Students and teachers will be subjected to permanent surveillance as MCI could use footage to make judgements on lesson standards.
New Delhi: Soon medical colleges will be put under permanent surveillance. To ensure that teachers are working hard enough, the Medical Council of India (MCI) has issued instructions to both private and government medical colleges to install Closed Circuit Television (CCTV) cameras in the classes. A slew of cameras will be attached to the MCI so that the video footage generated from the cameras could be viewed as and when required for analysis of classroom performance.
Significantly, the medical regulator also proposes to make installation of cameras in classes mandatory under the “minimum standards” required to open a new medical college.
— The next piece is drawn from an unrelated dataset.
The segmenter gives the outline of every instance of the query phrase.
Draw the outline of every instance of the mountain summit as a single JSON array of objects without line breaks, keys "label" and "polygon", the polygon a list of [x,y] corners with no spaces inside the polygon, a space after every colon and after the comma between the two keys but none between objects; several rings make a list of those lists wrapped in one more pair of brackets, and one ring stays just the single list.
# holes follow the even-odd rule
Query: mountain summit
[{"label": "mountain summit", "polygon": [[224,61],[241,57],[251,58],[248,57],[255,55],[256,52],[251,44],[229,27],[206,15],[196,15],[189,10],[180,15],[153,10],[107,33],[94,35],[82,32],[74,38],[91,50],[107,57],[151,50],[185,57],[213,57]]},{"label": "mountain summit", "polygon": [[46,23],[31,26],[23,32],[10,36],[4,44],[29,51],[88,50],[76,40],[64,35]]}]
The students and teachers will be subjected to permanent surveillance as MCI could use footage to make judgements on lesson standards. “The idea of video capture is to ensure whether classes are going on properly or not. The high-end cameras linked to the servor in MCI will help us do analysis of classroom performance using this as one of the observations systems. With this, the MCI would be able to do live video streaming of classes,” said a senior official in the MCI.
According to officials, often complaints on inadequate number of lecturers and faculty are received by them and the new method will help expose this menace in both government and private medical colleges. The reason for putting cameras they believe will improve teaching and help check performance of teachers. So far 50-60 colleges have already got CCTV installed.
The new rule will soon be notified and once its notified, the MCI proposes to add penalty for those colleges where CCTV cameras are missing.
“It will be a mandatory requirement for opening a new medical college but for also those seeking permission for enhacing medical seats. The penalty clause will be added once the requirement is notified under the minimum standards required for starting a new medical college or while enhancing the number of medical seats,” added the official.